Screenshot: local connector assistant in name step Screenshot: local connector assistant in name step
Local connector assistant in name step

Services

When you reach the Services step, anynode will first generate certificates and private keys and activate the access server.

The public keys corresponding to these private keys will be included in the .xzbackend file, which we will export later.

Once the generation is complete, the Create access button should become available.

Screenshot: local connector assistant in services step while generating certificates and private keys and activating the access server Screenshot: local connector assistant in services step while generating certificates and private keys and activating the access server
Local connector assistant in services step while generating certificates and private keys and activating the access server

The certificates and private keys have now been successfully generated, and the access servers have been activated. You can confirm this by seeing that all three points are checked.

At this stage, you could choose to disable certain services, making them controllable or viewable by the other anynode. However, this is not recommended, and we will not do this in our current scenario.

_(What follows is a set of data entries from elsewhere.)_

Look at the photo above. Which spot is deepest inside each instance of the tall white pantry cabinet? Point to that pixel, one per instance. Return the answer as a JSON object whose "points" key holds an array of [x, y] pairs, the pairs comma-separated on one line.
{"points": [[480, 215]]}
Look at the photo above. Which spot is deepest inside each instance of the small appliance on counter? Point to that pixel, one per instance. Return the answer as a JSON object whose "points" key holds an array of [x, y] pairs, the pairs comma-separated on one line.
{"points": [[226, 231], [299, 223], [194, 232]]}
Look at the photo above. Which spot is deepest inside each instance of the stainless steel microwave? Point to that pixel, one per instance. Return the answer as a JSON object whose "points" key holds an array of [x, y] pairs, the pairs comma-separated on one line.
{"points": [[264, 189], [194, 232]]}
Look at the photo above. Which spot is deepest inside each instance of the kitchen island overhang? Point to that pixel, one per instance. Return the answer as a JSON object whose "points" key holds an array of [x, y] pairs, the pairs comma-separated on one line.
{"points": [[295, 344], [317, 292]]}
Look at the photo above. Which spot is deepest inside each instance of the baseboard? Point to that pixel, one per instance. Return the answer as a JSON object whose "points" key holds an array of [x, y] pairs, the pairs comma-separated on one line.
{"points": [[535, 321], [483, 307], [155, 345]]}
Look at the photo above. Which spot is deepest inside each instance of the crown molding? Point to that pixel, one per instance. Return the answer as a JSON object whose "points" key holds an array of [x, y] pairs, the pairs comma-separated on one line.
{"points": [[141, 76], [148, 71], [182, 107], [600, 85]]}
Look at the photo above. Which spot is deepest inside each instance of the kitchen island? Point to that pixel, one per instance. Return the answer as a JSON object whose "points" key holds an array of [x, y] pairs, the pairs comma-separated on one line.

Click on Create access to move on.

Screenshot: local connector assistant in services step ready to create the access Screenshot: local connector assistant in services step ready to create the access
Local connector assistant in services step ready to create the access

Access & Export Assistant

Target Name

Now the Access & Export Assistant will open. In this assistant, a few more parameters will be set before exporting the .xzbackend file, which will later need to be imported into the Master anynode.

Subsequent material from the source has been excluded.